The event, which was sponsored by Asics, was dedicated to four fabulous women in the entertainment industry who have contributed their talents and personal passions to worthy causes.
This year’s honorees included the late Lisa Rankin, who co-founded Stand Up 2 Cancer, and who passed away on June 12, 2011 after bravely battling breast cancer for 7 years. The audience literally stood up for cancer in honor of Lisa and paused for a moment of silence. Though there was a palpable sadness in the air as she was remembered for her strength and determination, guests were urged to keep her legacy alive by joining the fight to end cancer once and for all.
Kristin Chenoweth was honored for her dedication to animals, which was inspired by her dog Maddie. She founded Maddie’s Corner in her pet’s honor, and at this time, the organization is dedicated to creating “a fund that will assist qualified animal shelters/rescue groups in their work on behalf of animals in need.” Have I mentioned how freakishly adorable she is? She could fit in my pocket. Oh.
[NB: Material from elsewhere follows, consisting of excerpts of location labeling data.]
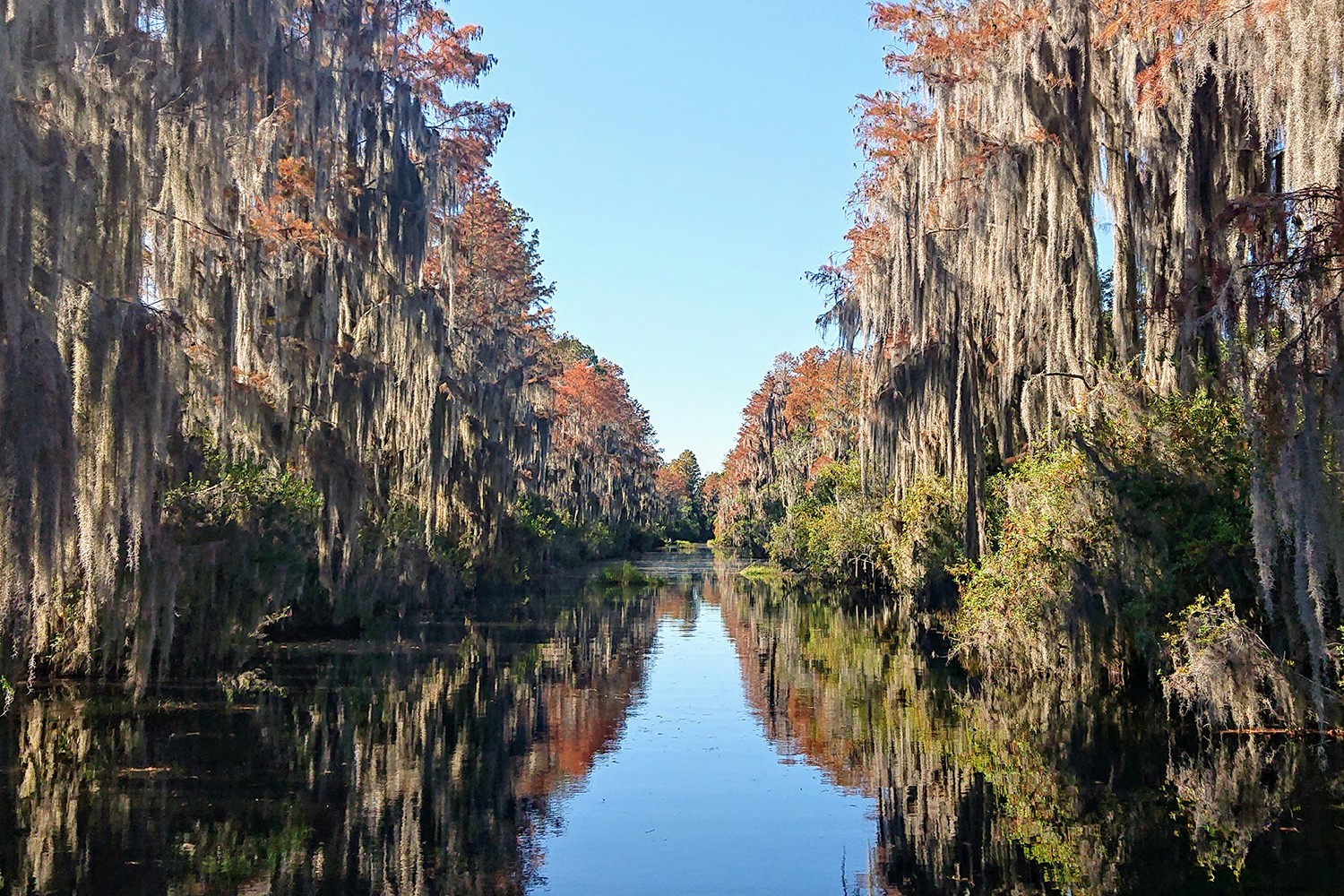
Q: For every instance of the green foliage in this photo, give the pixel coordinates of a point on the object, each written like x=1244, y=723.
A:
x=1129, y=516
x=538, y=538
x=835, y=530
x=1053, y=522
x=244, y=493
x=762, y=573
x=626, y=575
x=927, y=538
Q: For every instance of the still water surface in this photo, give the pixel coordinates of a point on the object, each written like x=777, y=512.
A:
x=706, y=737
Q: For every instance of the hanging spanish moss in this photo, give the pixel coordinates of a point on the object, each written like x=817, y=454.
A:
x=1204, y=140
x=252, y=263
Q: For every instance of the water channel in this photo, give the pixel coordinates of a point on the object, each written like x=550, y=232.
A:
x=710, y=735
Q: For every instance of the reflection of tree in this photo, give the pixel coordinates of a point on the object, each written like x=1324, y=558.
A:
x=996, y=788
x=406, y=769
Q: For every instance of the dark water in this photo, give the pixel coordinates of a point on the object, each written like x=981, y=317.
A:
x=707, y=737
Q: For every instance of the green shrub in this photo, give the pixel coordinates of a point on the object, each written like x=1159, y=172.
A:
x=626, y=575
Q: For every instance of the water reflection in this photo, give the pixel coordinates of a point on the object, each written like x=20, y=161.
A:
x=771, y=742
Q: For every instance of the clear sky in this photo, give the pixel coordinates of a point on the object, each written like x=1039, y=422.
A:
x=685, y=164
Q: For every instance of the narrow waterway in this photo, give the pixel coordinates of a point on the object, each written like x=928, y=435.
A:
x=710, y=735
x=695, y=796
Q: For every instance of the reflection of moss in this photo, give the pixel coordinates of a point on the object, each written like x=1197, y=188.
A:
x=1038, y=805
x=223, y=860
x=626, y=575
x=241, y=492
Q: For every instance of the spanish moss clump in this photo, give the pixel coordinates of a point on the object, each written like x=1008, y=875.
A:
x=1225, y=673
x=260, y=230
x=1207, y=140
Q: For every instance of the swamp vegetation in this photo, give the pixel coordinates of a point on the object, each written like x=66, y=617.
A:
x=1090, y=410
x=1055, y=536
x=472, y=755
x=276, y=354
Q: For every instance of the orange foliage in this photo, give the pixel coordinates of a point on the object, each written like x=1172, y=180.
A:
x=812, y=400
x=496, y=263
x=952, y=42
x=284, y=220
x=594, y=405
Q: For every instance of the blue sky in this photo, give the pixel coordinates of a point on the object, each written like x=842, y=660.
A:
x=685, y=164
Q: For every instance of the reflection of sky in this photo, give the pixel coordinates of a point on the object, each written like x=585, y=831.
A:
x=695, y=799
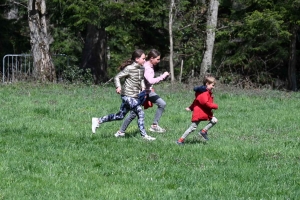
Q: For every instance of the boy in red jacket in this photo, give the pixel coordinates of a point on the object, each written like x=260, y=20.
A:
x=202, y=109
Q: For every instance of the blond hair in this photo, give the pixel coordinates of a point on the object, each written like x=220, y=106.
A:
x=209, y=79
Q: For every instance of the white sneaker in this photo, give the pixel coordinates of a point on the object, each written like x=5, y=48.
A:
x=148, y=137
x=157, y=129
x=119, y=134
x=95, y=124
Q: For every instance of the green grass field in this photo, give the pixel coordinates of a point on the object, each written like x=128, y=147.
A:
x=47, y=150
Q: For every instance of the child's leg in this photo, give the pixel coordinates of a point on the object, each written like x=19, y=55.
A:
x=127, y=104
x=141, y=117
x=127, y=121
x=210, y=124
x=192, y=127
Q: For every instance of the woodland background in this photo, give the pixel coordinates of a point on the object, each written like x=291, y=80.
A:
x=256, y=44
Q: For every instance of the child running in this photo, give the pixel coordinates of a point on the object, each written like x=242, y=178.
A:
x=133, y=73
x=202, y=109
x=153, y=58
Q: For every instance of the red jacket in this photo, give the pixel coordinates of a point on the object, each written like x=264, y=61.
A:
x=202, y=106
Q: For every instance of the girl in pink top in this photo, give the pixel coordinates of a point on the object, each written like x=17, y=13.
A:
x=153, y=58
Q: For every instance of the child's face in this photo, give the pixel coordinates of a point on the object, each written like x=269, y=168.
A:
x=140, y=60
x=210, y=86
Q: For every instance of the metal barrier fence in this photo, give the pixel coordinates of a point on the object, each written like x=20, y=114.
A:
x=17, y=67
And the girl’s got vertigo, which makes us almost related.
Okay, not really, but she’s a rock star in my book.
Marg Helgenberger, who is best known for her starring role as Catherine Willows in the CBS drama CSI: Crime Scene Investigation was awarded for her work with The Nancy Davis Foundation for Multiple Sclerosis. Marg’s father died at the age of 50 from complications from MS and Marg’s personal connection to the disease has inspired her to work with the foundation in the search for a cure. You can read more about Marg’s personal journey here.
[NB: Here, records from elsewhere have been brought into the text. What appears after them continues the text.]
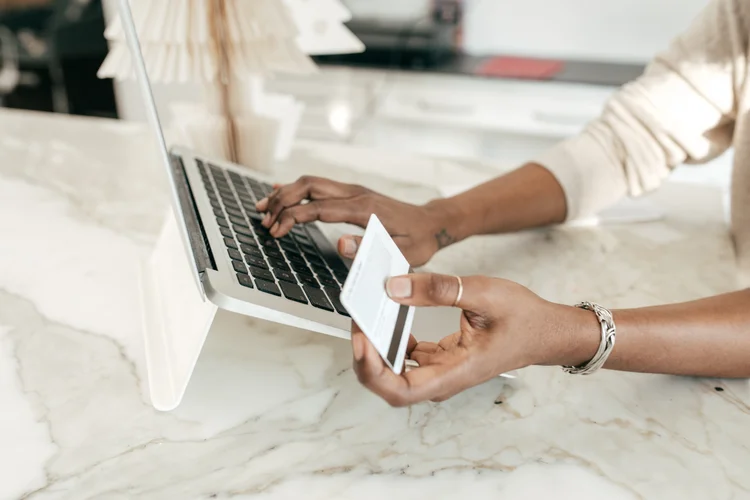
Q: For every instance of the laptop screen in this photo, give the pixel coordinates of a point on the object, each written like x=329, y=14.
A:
x=144, y=84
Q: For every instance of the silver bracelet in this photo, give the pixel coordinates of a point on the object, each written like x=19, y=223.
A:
x=605, y=346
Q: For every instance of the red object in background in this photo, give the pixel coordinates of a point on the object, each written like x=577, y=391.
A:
x=518, y=67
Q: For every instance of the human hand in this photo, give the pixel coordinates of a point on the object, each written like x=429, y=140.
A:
x=417, y=230
x=504, y=326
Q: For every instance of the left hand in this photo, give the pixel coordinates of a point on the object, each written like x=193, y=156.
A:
x=504, y=327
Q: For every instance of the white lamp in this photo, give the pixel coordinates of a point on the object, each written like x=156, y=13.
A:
x=227, y=47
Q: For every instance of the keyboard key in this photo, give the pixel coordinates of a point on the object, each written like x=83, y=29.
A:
x=255, y=217
x=268, y=287
x=329, y=283
x=317, y=298
x=242, y=229
x=314, y=260
x=236, y=213
x=301, y=268
x=251, y=250
x=255, y=261
x=284, y=276
x=293, y=292
x=247, y=240
x=236, y=220
x=245, y=280
x=245, y=197
x=308, y=280
x=278, y=263
x=333, y=295
x=259, y=273
x=272, y=252
x=269, y=245
x=341, y=275
x=321, y=271
x=289, y=248
x=293, y=257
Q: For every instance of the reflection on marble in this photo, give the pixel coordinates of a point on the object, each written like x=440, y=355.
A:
x=274, y=412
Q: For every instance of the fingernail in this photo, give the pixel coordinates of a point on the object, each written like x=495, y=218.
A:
x=398, y=288
x=350, y=248
x=357, y=347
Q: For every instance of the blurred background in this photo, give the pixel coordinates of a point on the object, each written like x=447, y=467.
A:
x=491, y=79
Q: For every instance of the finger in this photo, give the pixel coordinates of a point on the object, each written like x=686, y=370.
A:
x=420, y=384
x=436, y=290
x=411, y=345
x=428, y=347
x=358, y=339
x=331, y=210
x=348, y=246
x=312, y=188
x=422, y=358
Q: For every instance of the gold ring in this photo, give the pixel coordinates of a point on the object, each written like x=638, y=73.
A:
x=460, y=291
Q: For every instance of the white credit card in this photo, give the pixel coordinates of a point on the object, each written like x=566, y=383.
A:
x=385, y=323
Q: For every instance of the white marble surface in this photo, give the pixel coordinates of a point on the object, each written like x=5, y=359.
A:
x=277, y=413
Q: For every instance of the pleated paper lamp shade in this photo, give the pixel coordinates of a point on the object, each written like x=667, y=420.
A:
x=177, y=46
x=238, y=120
Last, but certainly not least, Prevention Magazine honored Holly Robinson Peete for her work with her foundation, HollyRod, which she co-founded with her husband, ex-NFL quarterback Rodney Peete in 1997 in honor of Holly’s father Matthew T. Robinson, Jr. (who happened to be the original Gordon on Sesame Street) and who suffered from Parkinson’s Disease. After Holly and Rodney’s eldest son RJ was diagnosed with Autism at the age of 3, the power couple expanded their foundation’s role to include “providing compassionate care to those living with Autism and Parkinson’s disease.”
But last night when I had the opportunity to meet with her one-on-one and she took my hands in hers as I described Andrew’s struggles with autism and my hope for his future, she was a mom, just like me, affected, inspired, moved to contribute towards the solution rather than sit around and let someone else do the dirty work.
I looked into her eyes and I saw the eyes of a mother determined to make something happen; for her son, for my son, for the sons and daughters of so many heartbroken and hopeful parents across the country.
And to me, that’s the best kind of superstar.